Oui, bizarrement. Je n’ai pas vraiment le souvenir précis de quand il est arrivé. Mais quand on crée un projet, on se pose tout un tas de questions quant au nom de ce projet… J’ai griffonné plein de mots et d’idées sur un papier, mais rien ne collait. Puis ce mot est arrivé, comme par enchantement. Je ne me suis pas posé de questions supplémentaires. Mâle était née. Sur scène, j’avais décidé d’être seule, mes chansons parlaient de femme forte qui se relève… ce contrepied m’a plu tout de suite. C’était une évidence.

Mâle DR
Mâle DR

En mars 2020, début du premier confinement, vous en êtes où dans le projet Mâle ?

Très honnêtement, à cette époque, Mâle est un peu au deuxième plan. J’étais toujours dans Le SuperHomard, Mâle était donc un side project que je menais à côté, mais tout doucement. Le confinement a fait que Le SuperHomard a changé de line up. J’ai été éjectée du projet et donc, je me suis dit que c’était le bon moment pour me consacrer à mon propre projet. Tout ce temps libre a été libéré pour Mâle. Pas mal de chansons ont été terminées à cette époque. Par contre, les mixes n’étaient pas terminés, eux. Donc Benoît a mis un coup de collier pour les terminer. On a même ajouté une chanson.

Et là, à cette époque, vous envisagez de le sortir quand même, malgré la conjoncture ?

Oui. C’était une évidence, même si je savais que le défendre sur scène allait être très compliqué, voire impossible dans un premier temps. Finalement, le confinement a boosté la sortie du projet. Sans confinement, j’aurais continué probablement à tourner avec Le SuperHomard, ce qui ne me permettait pas de dégager beaucoup de temps pour un autre projet.

Le fait de ne pas pouvoir défendre cet EP sur scène, c’est tout de même un frein au projet, non ?

C’est bizarre… quand on est une artiste émergente comme je le suis, la meilleur, voire la seule, façon de défendre son projet et de le faire vivre, c’est d’aller sur scène. J’avais en tête de faire des premières parties et ce genre de choses… ben… nous avons été contraints de revoir les choses différemment ! Une sortie digitale uniquement, et sans scène, c’est assez bizarre. Mais nous n’avons pas le choix. Il faut faire avec. J’ai en tout cas hâte de découvrir un public qui pourrait être sensible à ma musique.

La scène, parlons-en tout de même un peu. Vous m’avez dit tout à l’heure que vous la conceviez seule.
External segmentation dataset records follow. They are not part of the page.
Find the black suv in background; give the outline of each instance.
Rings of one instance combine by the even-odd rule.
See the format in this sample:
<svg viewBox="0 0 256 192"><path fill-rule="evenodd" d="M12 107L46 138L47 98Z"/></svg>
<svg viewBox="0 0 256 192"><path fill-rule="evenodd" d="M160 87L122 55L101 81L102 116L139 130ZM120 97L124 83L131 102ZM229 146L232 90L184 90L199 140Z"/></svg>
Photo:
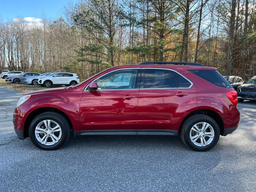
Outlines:
<svg viewBox="0 0 256 192"><path fill-rule="evenodd" d="M243 102L244 100L256 101L256 76L239 86L237 93L238 102Z"/></svg>
<svg viewBox="0 0 256 192"><path fill-rule="evenodd" d="M244 83L242 78L238 76L224 76L227 81L232 86L236 91L237 88L241 85Z"/></svg>

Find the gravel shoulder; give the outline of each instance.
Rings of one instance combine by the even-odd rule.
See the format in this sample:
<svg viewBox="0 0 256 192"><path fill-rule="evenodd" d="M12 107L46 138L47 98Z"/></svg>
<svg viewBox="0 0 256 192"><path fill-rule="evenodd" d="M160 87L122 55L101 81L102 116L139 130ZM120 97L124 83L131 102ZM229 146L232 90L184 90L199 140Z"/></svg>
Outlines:
<svg viewBox="0 0 256 192"><path fill-rule="evenodd" d="M46 151L18 139L12 113L21 93L3 84L0 191L255 191L256 102L239 104L238 130L208 152L166 136L80 136Z"/></svg>

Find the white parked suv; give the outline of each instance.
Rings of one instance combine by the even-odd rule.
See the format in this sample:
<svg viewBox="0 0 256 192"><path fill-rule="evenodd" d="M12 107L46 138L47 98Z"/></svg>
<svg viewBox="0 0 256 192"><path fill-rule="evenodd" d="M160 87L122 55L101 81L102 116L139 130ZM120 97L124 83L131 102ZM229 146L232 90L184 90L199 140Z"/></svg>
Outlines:
<svg viewBox="0 0 256 192"><path fill-rule="evenodd" d="M8 73L1 73L0 74L0 78L2 79L5 79L5 78L7 77L11 77L12 76L18 75L18 74L22 73L23 72L22 71L12 71Z"/></svg>
<svg viewBox="0 0 256 192"><path fill-rule="evenodd" d="M79 78L74 73L57 72L40 77L36 81L39 85L48 88L52 85L74 86L79 83Z"/></svg>

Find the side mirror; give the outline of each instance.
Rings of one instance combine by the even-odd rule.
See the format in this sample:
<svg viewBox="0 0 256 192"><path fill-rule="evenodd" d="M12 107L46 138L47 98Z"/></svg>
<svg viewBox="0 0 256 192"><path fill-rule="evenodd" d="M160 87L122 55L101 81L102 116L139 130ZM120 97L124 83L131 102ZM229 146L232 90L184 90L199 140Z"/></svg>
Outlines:
<svg viewBox="0 0 256 192"><path fill-rule="evenodd" d="M98 84L96 82L92 82L88 86L88 90L89 91L95 91L98 89Z"/></svg>

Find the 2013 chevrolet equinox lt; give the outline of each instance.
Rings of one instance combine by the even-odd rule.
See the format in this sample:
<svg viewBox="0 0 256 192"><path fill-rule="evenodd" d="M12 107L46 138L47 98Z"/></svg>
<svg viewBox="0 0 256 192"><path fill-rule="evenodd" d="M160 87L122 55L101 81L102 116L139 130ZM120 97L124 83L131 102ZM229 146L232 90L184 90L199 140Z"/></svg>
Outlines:
<svg viewBox="0 0 256 192"><path fill-rule="evenodd" d="M22 96L15 130L46 150L62 146L71 134L180 133L188 148L206 151L240 120L237 93L216 70L175 62L112 67L75 86Z"/></svg>

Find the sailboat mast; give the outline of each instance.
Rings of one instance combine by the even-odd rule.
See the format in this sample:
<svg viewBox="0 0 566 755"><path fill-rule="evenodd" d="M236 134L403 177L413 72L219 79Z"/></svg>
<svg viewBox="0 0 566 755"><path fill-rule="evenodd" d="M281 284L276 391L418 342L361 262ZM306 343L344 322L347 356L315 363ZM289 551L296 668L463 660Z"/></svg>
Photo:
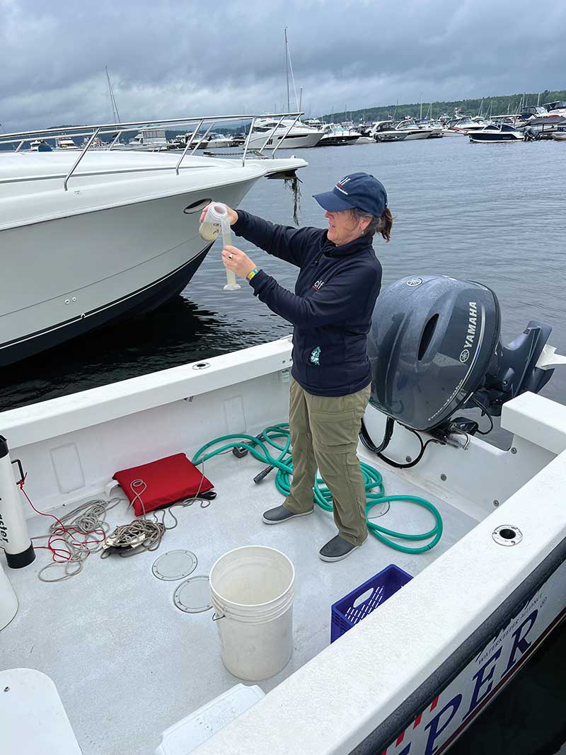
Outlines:
<svg viewBox="0 0 566 755"><path fill-rule="evenodd" d="M287 112L291 112L291 100L289 99L289 45L287 42L287 26L285 34L285 79L287 79Z"/></svg>
<svg viewBox="0 0 566 755"><path fill-rule="evenodd" d="M110 104L112 105L112 114L114 119L115 123L120 122L120 114L118 112L118 104L116 103L116 98L114 96L114 90L112 88L112 83L110 82L110 76L108 72L108 66L105 66L104 69L106 72L106 81L108 82L108 93L110 95Z"/></svg>

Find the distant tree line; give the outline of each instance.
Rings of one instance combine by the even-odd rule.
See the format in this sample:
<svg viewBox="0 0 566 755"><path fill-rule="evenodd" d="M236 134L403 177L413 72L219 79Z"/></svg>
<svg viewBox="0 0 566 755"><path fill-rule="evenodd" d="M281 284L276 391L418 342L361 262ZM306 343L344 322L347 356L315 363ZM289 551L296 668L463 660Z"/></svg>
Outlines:
<svg viewBox="0 0 566 755"><path fill-rule="evenodd" d="M423 102L422 112L424 118L429 114L431 118L438 118L446 113L453 116L458 109L464 116L504 116L509 112L518 112L525 107L543 105L555 100L566 100L566 90L551 91L545 89L542 92L528 92L519 94L506 94L499 97L478 97L475 100L454 100L451 102ZM366 107L359 110L342 110L340 112L328 112L320 117L325 121L347 121L358 122L365 121L384 121L392 117L401 119L409 116L418 118L421 112L420 103L409 103L403 105L383 105L379 107Z"/></svg>

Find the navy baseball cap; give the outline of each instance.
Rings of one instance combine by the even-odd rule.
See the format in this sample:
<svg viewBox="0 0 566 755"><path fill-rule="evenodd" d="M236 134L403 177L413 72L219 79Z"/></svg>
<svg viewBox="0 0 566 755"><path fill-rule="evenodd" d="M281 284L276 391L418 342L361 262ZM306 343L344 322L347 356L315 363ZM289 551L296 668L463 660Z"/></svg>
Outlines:
<svg viewBox="0 0 566 755"><path fill-rule="evenodd" d="M380 217L387 207L387 193L383 184L369 173L350 173L340 178L332 191L312 196L328 212L340 212L357 207Z"/></svg>

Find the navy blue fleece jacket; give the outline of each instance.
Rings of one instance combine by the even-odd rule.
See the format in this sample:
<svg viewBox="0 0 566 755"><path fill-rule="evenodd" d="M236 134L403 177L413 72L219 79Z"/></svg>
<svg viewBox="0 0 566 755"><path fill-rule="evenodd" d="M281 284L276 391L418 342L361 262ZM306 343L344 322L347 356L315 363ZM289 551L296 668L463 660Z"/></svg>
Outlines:
<svg viewBox="0 0 566 755"><path fill-rule="evenodd" d="M320 228L278 226L238 210L236 236L300 268L291 294L260 270L254 294L294 325L295 380L315 396L346 396L371 381L367 335L381 286L371 236L337 246Z"/></svg>

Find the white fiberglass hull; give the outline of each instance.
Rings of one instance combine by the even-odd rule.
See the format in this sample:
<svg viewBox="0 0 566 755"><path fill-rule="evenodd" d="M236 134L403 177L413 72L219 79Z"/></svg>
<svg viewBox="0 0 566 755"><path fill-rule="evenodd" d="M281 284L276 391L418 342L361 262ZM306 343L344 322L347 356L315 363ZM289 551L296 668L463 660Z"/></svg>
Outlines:
<svg viewBox="0 0 566 755"><path fill-rule="evenodd" d="M429 136L430 136L430 131L428 131L420 130L418 131L409 131L408 134L407 134L407 138L405 140L411 141L413 139L428 139Z"/></svg>
<svg viewBox="0 0 566 755"><path fill-rule="evenodd" d="M65 191L61 178L25 180L42 156L0 161L8 177L0 180L0 248L9 271L0 279L0 365L179 293L210 246L198 235L199 212L185 209L213 198L237 205L268 170L257 161L242 168L194 158L177 175L174 156L97 153L86 168L125 172L78 174ZM156 161L164 171L151 170ZM17 169L24 180L11 179Z"/></svg>
<svg viewBox="0 0 566 755"><path fill-rule="evenodd" d="M322 131L309 131L305 134L294 132L291 129L288 136L285 136L287 129L275 132L267 140L265 149L299 149L305 147L316 146L322 137ZM248 148L260 149L267 139L268 131L260 134L252 134Z"/></svg>

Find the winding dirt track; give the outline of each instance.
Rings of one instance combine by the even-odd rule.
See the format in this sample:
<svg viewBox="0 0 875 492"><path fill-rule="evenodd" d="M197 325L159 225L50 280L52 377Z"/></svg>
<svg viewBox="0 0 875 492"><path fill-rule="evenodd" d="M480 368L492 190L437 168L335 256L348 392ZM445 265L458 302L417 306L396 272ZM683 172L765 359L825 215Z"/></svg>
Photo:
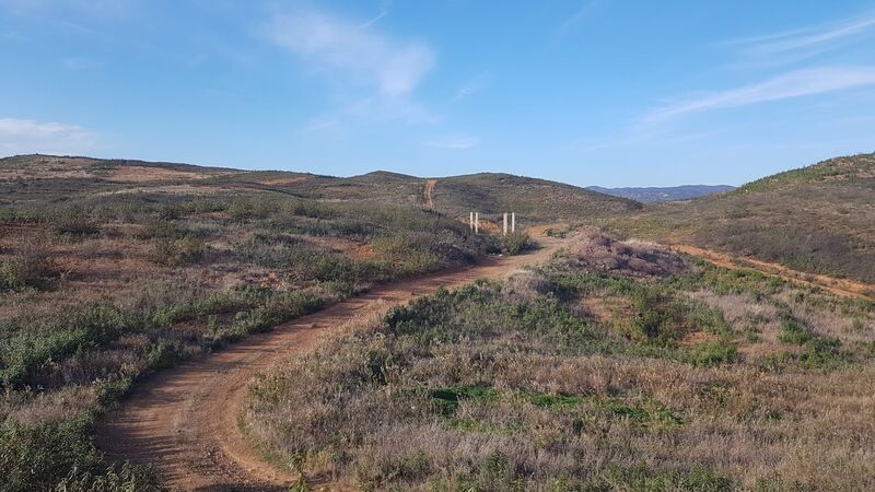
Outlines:
<svg viewBox="0 0 875 492"><path fill-rule="evenodd" d="M160 372L97 429L97 445L114 459L150 465L171 490L281 491L294 476L262 459L240 427L248 380L271 363L342 335L350 320L385 311L440 286L494 279L549 259L561 241L539 236L535 253L490 258L452 272L380 286L319 313L255 335L222 351Z"/></svg>
<svg viewBox="0 0 875 492"><path fill-rule="evenodd" d="M429 179L425 181L425 204L430 208L434 208L434 187L438 185L438 179Z"/></svg>

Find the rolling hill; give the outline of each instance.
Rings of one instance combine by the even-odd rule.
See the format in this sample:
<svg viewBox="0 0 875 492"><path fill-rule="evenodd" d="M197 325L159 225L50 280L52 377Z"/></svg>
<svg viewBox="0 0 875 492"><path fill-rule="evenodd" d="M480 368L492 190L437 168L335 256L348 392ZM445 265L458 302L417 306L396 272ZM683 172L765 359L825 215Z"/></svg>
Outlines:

C’est ça. La scène est complètement assumée bandes son et voix. Il n’y aura pas d’instrument sur scène. C’était le parti pris de départ. Oui, je sais écrire de la musique, je sais jouer d’un instrument, mais pour la scène, ce n’est pas grave si on ne voit pas tout ce côté-là. Je veux être seule sur scène à la manière d’un rappeur et montrer que je peux tenir une scène toute seule face à un public. C’est totalement assumé. Les prods ont été un peu épurées pour la scène, de manière à avoir une qualité sonore parfaite. Nous sommes d’ailleurs en train de travailler en résidence tous ces aspects en ce moment, du moins quand on peut… (sourire)

« Tennis Revers » et « La Sauvage » ont tous les deux bénéficié c’un clip. Quelle importance accordez-vous au visuel qui accompagne votre musique ?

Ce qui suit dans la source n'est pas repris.